6.後期高齢者医療制度の窓口負担の原則2割化を中止し、公費負担を増額し後期保険料特例軽減措置を復活するよう国に要請してください。
回答部課
健康福祉部 国保年金課
回答年月日
令和5年12月28日
回答内容
1.国民健康保険税は、3つの区分に分かれています。
医療保険分は、医療の高度化や高齢化の影響により増加する医療費に比例して増加します。後期高齢者支援金分は、後期高齢者医療保険への仕送りです。後期高齢者医療の医療費の増加に比例します。介護保険分は、40歳以上65歳未満の方が負担すべき介護保険料に相当するものです。各社会保障制度の支出が年々増加している以上、保険税を引き下げることは困難な状況です。
また、一般会計からの法定外繰入は、国保加入者(市民の2割)のみならず、ご自身の保険料を支払っている社会保険等加入者(市民の8割)にも、国保加入者分の保険税を肩代わりさせるものです。
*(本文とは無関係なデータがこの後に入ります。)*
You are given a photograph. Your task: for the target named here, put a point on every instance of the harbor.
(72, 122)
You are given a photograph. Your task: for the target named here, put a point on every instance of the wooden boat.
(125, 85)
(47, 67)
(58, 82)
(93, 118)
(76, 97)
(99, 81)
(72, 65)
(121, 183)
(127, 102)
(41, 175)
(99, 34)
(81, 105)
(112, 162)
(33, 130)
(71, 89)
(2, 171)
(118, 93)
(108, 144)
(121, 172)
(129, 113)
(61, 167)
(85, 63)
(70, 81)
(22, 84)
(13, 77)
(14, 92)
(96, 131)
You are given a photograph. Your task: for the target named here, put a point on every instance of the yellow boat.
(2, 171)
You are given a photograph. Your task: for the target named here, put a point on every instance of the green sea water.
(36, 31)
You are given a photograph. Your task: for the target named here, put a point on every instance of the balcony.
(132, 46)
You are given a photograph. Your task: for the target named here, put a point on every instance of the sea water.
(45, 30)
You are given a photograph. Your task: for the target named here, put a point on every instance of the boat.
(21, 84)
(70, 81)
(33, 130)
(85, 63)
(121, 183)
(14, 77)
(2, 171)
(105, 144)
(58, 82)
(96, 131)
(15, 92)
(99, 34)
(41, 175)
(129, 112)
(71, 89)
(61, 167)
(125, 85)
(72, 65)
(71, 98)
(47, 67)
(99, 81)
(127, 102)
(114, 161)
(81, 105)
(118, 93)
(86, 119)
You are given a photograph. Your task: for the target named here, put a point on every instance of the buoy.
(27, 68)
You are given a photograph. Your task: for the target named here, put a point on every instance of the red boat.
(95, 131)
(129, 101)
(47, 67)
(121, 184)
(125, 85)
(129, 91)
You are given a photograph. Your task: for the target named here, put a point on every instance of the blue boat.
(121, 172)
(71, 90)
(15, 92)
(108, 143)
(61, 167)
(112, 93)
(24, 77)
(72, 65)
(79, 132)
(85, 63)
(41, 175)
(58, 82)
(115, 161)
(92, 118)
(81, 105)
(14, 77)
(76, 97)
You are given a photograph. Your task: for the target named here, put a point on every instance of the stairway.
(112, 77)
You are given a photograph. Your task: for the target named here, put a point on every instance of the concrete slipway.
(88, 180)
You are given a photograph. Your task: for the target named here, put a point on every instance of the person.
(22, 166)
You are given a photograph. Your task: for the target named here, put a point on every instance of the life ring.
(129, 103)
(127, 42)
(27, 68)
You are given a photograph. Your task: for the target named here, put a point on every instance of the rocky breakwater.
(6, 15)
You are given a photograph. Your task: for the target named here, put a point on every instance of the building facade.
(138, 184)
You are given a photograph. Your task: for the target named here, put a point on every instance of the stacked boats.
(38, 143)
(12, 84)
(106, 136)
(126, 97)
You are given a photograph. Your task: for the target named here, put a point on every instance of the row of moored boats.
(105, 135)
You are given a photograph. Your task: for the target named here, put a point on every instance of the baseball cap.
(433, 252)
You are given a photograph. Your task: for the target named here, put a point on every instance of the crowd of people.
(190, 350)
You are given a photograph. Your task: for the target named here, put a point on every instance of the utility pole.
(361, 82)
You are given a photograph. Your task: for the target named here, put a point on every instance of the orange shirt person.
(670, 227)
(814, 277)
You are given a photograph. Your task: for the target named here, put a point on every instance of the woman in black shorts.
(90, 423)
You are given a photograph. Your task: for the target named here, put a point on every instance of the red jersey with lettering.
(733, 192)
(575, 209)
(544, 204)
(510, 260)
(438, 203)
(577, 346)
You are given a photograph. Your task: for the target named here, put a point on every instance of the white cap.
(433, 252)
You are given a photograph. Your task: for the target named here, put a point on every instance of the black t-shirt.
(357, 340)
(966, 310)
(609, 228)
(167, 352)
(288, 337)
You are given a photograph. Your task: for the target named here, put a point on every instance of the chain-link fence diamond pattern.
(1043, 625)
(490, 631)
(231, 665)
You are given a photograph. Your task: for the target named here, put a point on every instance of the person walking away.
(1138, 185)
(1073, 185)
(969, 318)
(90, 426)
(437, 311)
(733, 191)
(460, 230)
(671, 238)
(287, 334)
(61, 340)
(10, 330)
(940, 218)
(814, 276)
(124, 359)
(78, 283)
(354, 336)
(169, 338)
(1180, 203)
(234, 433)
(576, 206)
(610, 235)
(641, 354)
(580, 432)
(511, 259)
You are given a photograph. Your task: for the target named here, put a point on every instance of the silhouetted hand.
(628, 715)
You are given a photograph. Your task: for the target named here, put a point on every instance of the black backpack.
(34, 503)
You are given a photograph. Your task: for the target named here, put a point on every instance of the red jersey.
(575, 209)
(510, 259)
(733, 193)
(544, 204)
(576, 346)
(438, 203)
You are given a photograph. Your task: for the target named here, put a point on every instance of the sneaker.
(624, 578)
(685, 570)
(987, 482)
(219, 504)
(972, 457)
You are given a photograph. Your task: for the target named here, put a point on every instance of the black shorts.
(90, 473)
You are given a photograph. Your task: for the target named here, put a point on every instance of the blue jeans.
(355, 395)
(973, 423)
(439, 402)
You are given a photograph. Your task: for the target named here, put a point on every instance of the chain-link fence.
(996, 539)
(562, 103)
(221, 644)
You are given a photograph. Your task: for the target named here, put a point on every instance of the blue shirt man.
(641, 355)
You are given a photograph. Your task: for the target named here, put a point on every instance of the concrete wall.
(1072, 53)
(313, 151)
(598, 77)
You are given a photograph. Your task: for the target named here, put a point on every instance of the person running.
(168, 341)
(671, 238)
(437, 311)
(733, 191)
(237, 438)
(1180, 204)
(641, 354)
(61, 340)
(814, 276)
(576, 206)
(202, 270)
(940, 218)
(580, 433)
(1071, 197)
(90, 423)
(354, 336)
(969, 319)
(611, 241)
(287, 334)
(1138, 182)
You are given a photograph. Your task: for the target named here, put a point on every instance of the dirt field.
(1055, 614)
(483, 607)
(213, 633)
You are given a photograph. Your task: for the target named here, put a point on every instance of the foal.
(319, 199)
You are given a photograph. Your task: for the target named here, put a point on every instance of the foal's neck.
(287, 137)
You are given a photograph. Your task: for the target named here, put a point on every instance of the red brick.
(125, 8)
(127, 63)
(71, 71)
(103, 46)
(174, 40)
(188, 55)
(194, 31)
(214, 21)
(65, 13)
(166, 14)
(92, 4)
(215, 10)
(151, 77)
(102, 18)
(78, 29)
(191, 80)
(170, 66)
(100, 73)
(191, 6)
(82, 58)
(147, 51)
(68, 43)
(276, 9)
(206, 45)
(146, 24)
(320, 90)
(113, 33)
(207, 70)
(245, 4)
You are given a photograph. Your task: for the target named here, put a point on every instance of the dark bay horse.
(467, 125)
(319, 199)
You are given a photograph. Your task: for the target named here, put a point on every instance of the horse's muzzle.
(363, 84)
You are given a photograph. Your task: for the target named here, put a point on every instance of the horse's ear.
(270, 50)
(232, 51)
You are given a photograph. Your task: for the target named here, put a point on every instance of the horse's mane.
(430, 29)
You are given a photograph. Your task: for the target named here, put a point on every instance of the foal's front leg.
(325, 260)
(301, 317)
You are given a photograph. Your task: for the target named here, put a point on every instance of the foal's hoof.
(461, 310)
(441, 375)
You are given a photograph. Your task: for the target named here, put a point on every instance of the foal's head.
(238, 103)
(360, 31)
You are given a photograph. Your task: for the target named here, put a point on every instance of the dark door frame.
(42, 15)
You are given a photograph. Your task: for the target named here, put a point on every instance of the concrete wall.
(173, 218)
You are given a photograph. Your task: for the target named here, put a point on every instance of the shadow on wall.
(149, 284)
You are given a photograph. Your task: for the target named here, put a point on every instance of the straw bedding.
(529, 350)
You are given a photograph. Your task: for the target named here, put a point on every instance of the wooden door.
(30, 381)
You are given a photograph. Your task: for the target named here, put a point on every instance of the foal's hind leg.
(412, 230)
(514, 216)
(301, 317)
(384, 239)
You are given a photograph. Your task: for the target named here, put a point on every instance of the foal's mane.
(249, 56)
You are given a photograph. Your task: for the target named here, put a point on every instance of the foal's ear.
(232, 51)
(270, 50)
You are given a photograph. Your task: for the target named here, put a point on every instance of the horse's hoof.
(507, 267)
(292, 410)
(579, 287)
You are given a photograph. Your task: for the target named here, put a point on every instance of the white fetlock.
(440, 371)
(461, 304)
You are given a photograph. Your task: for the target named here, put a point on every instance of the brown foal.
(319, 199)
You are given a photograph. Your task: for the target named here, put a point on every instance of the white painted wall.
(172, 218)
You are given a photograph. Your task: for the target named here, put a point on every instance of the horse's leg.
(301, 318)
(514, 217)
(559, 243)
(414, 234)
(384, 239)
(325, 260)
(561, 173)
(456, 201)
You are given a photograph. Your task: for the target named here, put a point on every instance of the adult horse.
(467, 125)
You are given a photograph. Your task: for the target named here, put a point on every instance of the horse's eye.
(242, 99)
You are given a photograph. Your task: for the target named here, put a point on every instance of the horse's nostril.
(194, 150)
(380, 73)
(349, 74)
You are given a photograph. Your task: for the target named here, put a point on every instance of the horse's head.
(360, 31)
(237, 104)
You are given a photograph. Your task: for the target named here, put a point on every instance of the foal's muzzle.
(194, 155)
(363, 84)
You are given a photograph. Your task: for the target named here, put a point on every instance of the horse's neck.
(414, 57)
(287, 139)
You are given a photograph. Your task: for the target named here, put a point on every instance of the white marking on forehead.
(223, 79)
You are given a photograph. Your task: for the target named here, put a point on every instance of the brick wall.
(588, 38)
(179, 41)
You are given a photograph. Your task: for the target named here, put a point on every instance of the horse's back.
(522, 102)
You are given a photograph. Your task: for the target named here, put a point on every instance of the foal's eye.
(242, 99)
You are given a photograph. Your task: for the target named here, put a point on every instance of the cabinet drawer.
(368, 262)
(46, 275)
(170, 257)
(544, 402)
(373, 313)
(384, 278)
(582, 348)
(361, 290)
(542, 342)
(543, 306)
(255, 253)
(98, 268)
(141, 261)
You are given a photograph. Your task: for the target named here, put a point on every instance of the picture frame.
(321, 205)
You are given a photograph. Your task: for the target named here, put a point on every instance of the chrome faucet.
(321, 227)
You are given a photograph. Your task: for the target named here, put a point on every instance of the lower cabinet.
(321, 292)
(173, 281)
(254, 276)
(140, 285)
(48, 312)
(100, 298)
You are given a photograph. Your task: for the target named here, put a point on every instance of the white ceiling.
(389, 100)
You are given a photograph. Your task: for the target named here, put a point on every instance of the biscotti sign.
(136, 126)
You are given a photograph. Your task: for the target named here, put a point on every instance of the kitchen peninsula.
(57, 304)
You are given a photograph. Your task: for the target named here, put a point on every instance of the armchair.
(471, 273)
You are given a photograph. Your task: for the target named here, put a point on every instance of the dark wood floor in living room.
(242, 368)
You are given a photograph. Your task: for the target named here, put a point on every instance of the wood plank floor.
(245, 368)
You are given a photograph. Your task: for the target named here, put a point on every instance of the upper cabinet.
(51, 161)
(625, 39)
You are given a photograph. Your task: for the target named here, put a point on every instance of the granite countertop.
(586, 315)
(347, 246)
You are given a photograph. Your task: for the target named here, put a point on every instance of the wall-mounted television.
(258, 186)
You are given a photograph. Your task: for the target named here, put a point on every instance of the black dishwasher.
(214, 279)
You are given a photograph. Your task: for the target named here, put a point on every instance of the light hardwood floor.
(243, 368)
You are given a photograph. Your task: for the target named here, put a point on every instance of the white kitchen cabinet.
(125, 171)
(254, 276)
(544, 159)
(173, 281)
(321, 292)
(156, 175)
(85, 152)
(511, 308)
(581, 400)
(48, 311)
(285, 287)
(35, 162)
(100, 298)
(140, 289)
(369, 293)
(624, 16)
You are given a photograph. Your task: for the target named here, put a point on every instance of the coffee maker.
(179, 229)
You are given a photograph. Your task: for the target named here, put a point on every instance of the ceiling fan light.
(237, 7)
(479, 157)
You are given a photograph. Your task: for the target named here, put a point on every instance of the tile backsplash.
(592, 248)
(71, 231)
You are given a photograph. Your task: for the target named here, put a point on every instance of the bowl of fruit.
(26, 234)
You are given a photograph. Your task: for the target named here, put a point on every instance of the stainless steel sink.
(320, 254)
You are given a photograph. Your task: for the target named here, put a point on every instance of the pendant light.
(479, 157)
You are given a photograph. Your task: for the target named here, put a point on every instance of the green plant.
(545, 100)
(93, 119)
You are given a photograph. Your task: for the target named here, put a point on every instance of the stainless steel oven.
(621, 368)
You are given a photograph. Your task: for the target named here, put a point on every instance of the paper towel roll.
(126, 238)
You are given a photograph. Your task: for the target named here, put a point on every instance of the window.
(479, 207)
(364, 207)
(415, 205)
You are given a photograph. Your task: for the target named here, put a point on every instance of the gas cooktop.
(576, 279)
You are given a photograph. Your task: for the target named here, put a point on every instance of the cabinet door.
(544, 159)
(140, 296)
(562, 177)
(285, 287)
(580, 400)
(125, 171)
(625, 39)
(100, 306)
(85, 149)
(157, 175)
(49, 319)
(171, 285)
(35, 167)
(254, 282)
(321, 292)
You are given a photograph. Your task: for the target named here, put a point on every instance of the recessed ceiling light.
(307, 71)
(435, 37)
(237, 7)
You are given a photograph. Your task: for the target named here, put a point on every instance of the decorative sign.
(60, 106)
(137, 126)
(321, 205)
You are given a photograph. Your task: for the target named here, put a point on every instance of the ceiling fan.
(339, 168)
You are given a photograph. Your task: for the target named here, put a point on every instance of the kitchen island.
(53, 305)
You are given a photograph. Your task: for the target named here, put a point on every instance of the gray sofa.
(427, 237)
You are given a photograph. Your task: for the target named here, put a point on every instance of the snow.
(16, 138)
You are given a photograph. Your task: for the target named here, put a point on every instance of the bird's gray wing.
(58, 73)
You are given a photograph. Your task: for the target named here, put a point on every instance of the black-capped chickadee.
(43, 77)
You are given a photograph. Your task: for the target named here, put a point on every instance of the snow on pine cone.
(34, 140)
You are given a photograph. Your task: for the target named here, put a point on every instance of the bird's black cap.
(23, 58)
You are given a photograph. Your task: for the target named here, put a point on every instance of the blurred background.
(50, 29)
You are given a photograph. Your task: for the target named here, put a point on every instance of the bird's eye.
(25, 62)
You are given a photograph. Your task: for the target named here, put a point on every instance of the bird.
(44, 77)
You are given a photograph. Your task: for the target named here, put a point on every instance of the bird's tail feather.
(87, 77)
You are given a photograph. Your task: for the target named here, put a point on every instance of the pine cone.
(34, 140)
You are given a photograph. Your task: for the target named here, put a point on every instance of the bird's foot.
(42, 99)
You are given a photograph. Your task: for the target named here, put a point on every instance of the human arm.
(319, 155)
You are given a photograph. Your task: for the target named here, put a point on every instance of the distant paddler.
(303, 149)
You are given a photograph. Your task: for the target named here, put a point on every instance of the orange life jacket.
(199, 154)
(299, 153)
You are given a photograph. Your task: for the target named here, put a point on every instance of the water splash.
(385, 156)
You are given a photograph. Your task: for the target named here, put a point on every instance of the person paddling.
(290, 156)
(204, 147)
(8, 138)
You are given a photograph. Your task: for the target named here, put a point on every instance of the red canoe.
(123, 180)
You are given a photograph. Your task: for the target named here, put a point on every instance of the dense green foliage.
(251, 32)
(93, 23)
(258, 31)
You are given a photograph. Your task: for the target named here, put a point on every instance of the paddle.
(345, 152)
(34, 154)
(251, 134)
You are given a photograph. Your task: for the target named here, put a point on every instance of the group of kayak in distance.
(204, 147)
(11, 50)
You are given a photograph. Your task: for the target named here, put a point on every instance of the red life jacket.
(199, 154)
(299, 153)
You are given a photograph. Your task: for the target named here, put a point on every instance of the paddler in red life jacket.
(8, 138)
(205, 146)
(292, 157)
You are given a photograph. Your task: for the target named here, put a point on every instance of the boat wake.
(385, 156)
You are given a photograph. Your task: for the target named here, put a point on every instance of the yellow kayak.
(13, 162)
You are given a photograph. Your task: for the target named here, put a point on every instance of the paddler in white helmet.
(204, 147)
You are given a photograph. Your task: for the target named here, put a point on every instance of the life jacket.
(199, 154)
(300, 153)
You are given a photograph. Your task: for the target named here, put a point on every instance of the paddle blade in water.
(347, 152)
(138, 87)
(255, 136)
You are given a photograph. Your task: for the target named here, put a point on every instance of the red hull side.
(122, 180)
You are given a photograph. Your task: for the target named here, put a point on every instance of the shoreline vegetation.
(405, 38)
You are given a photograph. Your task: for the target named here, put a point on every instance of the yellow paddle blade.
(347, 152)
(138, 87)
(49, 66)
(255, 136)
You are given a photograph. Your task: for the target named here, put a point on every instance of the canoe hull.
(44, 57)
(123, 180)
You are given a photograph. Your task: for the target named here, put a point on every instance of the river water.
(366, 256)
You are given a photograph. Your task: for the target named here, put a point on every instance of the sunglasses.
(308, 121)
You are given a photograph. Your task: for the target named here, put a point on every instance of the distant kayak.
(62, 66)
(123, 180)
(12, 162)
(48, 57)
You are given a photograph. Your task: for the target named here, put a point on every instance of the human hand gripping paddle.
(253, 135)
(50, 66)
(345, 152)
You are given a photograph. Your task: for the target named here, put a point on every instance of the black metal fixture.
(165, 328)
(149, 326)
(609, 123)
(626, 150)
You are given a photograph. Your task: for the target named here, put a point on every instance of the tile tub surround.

保険給付と保険料負担の関係性が不明瞭となることから、国は早期に解消・削減すべきものと位置付けているため、安易に実施することはできません。
なお、当市では平成31年度から毎年、家計の貯蓄に相当する国民健康保険財政調整基金を取り崩し、保険税の急激な引き上げの抑制に努めてきました。
しかしながら、基金は今年度で枯渇することから、今後は定期的な保険税の引き上げを検討せざるを得ない状況です。
2.国への財政確保の要請は、全国の国民健康保険の保険者である都道府県・市町村等が加入する公益社団法人国民健康保険中央会において、国等の関係者に陳情を行っています。
なお、市の独自財政を国保制度に投入することは、要請項目1.で回答したとおり、国保加入者以外の方に負担を強いるものであるため、行う予定はありません。
3.低所得者世帯に対しては、国が定めた基準に基づき保険税の軽減(7・5・2割)を行っています。
なお、疾病、失業、廃業等による一時的な収入減は減免制度を設けており、恒常的に生活保護基準となる方については、生活保護制度の対象と考えることから低所得世帯への減免について行う予定はありません。
また、徴収猶予および滞納処分の執行停止については、地方税法に基づき行っています。
4.被保険者資格証明書および短期被保険者証は、被保険者の公平性を確保するために必要な制度のため、国民健康保険法および我孫子市国民健康保険税滞納者対策実施要綱に基づき交付しています。
5.マイナンバーカードと健康保険証の一体化については、一定のメリットもあることから、健康保険証廃止の撤回等を要請する予定はありません。
6.後期高齢者医療制度の財源は、5割が公費、4割が75歳未満の方が加入している健康保険からの支援金、1割が保険料で賄われています。
上記の財源構造から、後期高齢者医療加入者の負担を軽減させることは、国保加入者及び社会保険加入者がご自身の保険料を支払いながら、後期高齢者医療加入者分の保険料を肩代わりさせるものです。
そのため、窓口負担の原則2割化の中止等を要請する予定はありません。